O tracking generalizado nos chama a atenção. Há uma espécie de vigilância disseminada no social, já que todos podem, de certa forma, seguir os passos de todos. O controle exercido é generalizado, multilateral. As empresas controlam seus clientes; as ONGs controlam as empresas e os governos; os governos controlam os cidadãos; e os cidadãos controlam a si mesmos, já que precisam estar atentos ao que fazem.

Estamos falando aqui da importância da construção do perfil do usuário, termo que com o advento da web passou a ter um significado e uso mais amplo do que o atribuído pelos departamentos de RH. Na Internet, não temos uma identidade, mas um perfil (Costa, 2002).

Já na virada do milênio, o desenvolvimento da tecnologia de agentes inteligentes permitia mapear os perfis de usuários da web de maneira dinâmica, acompanhando suas atividades e aprendendo sobre seus hábitos. Essas novas ferramentas trabalham hoje não apenas orientadas por palavras-chave, mas também relacionando as consultas realizadas por todos os usuários em sua base de dados.
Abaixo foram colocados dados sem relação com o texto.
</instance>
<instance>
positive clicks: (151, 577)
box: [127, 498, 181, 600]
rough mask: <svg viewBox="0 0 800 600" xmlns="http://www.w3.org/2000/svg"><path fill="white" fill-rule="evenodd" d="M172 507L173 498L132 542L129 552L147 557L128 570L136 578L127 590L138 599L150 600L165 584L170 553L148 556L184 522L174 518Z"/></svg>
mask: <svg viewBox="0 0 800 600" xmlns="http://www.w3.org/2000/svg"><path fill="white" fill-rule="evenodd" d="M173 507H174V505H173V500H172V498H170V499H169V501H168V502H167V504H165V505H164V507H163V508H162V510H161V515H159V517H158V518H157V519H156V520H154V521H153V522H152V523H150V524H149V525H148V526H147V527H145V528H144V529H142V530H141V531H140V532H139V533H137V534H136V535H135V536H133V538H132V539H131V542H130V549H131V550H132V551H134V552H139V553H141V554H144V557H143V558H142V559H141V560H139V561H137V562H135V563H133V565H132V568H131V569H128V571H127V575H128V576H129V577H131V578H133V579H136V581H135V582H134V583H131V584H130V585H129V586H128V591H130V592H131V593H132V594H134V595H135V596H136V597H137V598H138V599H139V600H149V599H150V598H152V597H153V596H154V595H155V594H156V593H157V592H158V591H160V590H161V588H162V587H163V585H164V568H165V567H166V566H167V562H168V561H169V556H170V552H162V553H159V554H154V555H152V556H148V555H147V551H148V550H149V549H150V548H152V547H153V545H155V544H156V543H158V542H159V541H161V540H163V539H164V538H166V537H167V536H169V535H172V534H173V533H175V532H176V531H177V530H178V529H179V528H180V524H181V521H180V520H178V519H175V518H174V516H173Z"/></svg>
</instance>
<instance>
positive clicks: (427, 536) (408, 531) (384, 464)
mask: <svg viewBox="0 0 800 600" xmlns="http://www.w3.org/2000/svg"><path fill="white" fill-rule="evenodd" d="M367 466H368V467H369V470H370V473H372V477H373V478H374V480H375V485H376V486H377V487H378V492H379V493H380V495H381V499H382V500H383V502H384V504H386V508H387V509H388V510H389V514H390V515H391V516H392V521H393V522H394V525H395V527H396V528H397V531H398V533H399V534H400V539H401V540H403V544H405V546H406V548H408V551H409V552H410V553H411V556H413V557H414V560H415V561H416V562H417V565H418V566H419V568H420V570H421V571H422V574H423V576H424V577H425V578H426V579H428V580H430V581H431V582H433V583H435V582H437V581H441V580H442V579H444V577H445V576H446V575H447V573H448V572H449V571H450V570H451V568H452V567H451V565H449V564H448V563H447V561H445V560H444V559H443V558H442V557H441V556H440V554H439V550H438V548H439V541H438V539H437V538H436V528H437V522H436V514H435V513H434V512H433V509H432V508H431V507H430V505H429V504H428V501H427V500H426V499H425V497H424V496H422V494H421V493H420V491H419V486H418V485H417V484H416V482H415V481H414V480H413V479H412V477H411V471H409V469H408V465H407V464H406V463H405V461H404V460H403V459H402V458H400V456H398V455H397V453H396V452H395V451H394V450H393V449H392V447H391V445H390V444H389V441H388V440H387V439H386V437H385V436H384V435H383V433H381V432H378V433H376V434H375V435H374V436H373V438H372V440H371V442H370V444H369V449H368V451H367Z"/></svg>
Isso é feito com a finalidade de se encontrar padrões que possam auxiliar o próprio sistema na sua relação com os usuários, antecipando a oferta de produtos e serviços (Costa, 2002).

Ora, aquilo que na web é a construção de um perfil dinâmico de usuários com fins comerciais, que serve para alimentar a sociedade de controle light do marketing.

Conclusão

Em resumo, pode-se dizer que, no ciberespaço, para o bem ou para o mal, todos estão controlando todos, de maneira contínua e ininterrupta.E não esqueçamos jamais as origens militares a Internet…

Fontes:

CASTELLS, Manuel, A Sociedade em Rede na Era da Informação: Economia, Sociedade e Cultura – volume 1, São Paulo, Paz e Terra, 1999, p. 397;

COSTA, Rogério da, Sociedade de Controle, in http://www.scielo.br (acessado em 26 de junho de 2007).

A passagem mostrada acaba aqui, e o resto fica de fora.